I have a JTextField being added to an OverlayLayout, but the JTextField automatically scales to be the dimensions of the entire panel, which I don't want. I also don't want to mess with the dimensions of the JTextField because the default height is just right for the font, and the width is supposed to be defined by the number of columns in the constructor. What would be the right way to fix this?
Here's the relevant code that I have now: frame = new JFrame("frame"); frame.setResizable(false);
panel = new GamePanel();
panel.setPreferredSize(new Dimension(500,300));
panel.setLayout(new OverlayLayout(panel));
JTextField t = new JTextField(50);
panel.add(t);
frame.add(panel);
frame.pack();
frame.setVisible(true);
GamePanel is just a subclass of JPanel; it doesn't do anything that would affect the JTextField.
EDIT: ok, I've heard now that using the default Swing layout managers isn't the best idea. kleopatra linked a page that refers to three third-party layouts that should accomplish pretty much everything you need to do, but I can't find anything that would let me overlay a text field (or other component) onto another custom-rendered panel. What would be the right approach?

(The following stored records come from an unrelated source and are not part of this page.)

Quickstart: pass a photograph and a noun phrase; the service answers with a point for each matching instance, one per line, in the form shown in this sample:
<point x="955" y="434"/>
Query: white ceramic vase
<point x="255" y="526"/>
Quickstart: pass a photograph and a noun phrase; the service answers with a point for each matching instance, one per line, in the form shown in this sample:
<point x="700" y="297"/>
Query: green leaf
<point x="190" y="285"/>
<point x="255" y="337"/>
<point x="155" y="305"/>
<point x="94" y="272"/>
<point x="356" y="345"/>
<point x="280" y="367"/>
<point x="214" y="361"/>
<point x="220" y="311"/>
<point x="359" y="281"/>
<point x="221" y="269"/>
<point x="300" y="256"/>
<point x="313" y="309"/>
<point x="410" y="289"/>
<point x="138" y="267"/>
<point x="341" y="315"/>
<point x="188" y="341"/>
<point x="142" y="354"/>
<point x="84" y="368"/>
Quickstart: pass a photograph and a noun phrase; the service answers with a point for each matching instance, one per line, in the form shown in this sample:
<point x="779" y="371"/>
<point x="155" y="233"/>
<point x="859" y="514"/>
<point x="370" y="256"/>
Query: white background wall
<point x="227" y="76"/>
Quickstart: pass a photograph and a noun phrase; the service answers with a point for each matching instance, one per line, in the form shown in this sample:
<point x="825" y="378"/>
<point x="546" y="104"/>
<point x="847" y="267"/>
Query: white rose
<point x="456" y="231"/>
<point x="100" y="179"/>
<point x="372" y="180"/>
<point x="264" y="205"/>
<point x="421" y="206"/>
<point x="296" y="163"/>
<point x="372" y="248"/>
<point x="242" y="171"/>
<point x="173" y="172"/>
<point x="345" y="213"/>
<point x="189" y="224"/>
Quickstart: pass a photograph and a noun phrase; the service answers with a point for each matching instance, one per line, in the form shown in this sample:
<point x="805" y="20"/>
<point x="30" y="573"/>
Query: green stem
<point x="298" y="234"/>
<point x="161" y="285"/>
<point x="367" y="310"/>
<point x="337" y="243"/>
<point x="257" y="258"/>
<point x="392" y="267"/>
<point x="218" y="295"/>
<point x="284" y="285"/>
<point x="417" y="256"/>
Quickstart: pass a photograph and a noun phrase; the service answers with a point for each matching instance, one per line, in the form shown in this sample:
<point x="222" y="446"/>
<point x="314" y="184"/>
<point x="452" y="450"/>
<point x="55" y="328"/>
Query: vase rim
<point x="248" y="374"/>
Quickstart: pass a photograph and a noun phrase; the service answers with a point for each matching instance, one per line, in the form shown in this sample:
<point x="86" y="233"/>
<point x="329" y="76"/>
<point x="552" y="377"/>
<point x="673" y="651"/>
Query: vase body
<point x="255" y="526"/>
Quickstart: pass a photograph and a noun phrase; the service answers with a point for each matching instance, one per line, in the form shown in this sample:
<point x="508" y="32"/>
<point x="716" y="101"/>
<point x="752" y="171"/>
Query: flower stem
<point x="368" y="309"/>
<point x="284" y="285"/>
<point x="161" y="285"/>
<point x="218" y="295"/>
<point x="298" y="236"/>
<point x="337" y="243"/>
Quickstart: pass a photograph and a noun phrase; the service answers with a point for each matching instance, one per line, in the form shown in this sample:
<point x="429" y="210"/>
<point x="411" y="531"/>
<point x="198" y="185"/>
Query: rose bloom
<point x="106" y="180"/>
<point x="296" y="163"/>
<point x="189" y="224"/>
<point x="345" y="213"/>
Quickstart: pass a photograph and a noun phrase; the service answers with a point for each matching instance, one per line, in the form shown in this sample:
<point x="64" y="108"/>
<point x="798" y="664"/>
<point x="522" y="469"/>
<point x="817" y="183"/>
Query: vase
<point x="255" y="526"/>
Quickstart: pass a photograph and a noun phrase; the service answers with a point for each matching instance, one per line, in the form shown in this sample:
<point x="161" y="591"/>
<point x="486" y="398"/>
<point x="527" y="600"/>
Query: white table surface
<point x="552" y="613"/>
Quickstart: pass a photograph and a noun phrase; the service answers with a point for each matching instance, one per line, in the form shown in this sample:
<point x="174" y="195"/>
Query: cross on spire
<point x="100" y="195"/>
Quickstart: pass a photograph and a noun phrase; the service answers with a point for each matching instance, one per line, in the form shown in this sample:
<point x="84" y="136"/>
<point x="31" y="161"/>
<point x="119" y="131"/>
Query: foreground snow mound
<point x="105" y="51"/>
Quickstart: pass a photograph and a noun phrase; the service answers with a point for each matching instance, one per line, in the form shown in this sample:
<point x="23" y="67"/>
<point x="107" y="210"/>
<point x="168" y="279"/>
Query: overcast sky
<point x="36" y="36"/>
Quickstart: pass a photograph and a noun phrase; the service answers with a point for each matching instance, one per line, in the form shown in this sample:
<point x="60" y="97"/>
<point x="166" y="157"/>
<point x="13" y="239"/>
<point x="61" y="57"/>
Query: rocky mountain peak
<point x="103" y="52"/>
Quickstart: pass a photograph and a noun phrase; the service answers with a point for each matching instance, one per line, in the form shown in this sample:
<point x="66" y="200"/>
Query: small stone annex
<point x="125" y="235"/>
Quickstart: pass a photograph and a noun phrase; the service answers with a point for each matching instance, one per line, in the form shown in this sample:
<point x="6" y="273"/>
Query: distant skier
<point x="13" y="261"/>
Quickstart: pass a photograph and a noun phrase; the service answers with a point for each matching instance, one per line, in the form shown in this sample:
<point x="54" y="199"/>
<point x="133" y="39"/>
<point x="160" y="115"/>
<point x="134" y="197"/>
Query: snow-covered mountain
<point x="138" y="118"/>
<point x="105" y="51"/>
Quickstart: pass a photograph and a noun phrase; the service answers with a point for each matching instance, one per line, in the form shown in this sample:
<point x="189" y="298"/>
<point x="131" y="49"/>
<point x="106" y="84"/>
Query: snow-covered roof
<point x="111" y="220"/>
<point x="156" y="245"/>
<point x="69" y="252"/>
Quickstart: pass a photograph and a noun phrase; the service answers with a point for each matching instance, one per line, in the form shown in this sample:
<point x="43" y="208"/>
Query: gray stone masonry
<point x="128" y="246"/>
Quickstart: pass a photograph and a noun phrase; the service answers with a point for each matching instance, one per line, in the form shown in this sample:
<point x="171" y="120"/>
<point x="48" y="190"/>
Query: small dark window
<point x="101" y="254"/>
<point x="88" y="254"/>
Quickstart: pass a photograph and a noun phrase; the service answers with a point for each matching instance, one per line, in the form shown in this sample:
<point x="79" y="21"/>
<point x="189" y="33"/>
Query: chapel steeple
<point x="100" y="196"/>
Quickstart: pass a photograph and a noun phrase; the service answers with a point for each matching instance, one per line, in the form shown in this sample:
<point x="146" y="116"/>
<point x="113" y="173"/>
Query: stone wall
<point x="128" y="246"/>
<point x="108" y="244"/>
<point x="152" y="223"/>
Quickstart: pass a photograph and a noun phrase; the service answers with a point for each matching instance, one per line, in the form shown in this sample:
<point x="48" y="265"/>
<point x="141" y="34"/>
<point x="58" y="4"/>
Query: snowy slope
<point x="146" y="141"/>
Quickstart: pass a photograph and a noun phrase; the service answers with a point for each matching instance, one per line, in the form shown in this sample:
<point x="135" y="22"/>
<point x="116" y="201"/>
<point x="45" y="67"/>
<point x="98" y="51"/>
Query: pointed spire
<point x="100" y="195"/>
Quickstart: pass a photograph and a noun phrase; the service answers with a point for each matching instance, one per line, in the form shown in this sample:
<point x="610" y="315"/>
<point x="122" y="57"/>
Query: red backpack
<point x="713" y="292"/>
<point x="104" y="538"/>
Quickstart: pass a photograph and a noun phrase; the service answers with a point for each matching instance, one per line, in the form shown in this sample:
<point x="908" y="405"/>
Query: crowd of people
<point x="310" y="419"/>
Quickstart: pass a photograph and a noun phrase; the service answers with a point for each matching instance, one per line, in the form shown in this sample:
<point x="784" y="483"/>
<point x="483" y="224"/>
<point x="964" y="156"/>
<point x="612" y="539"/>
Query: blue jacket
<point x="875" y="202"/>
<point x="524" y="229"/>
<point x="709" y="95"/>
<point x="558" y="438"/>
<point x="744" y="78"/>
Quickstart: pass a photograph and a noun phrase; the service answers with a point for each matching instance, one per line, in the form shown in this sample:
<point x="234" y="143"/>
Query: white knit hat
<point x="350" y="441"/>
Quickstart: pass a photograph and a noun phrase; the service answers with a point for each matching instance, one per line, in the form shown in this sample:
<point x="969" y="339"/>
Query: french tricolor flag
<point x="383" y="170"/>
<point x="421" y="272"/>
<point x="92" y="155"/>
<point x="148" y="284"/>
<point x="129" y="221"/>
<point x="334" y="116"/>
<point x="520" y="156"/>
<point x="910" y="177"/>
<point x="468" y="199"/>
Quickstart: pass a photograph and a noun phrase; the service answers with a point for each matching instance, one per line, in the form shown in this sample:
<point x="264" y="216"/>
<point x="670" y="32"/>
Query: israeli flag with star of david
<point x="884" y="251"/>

Does this work as you want it?
import java.awt.BorderLayout;
import java.awt.Color;
import java.awt.Dimension;
import java.awt.LayoutManager;
import javax.swing.JTextField;
import javax.swing.JFrame;
import javax.swing.JPanel;
import javax.swing.OverlayLayout;
public class OverlaySampleAlignment0 {
public static void main(String args[]) {
JFrame frame = new JFrame("Overlay Example");
frame.setDefaultCloseOperation(JFrame.EXIT_ON_CLOSE);
JPanel panel = new JPanel();
panel.setPreferredSize(new Dimension(500,300));
LayoutManager overlay = new OverlayLayout(panel);
panel.setLayout(overlay);
JTextField field = new JTextField("", 12);
field.setMaximumSize(field.getPreferredSize());
//button.setMaximumSize(new Dimension(25, 25));
field.setBackground(Color.white);
field.setAlignmentX(0.0f);
field.setAlignmentY(0.0f);
panel.add(field);
frame.add(panel);
frame.setResizable(false);
frame.pack();
frame.setVisible(true);
}
}
The height is exactly the height needed for the font, and the width is (in my example) 12 "columns" (JTextField does not use a monospaced font by default in my Java setup). Additionally I aligned it in the upper left corner.
This might also help trouble-shooting layout issues: Link
Most of the code is copied from here: Link. I just added the setMaximumSize(...)
and used a JTextField instead of buttons etc.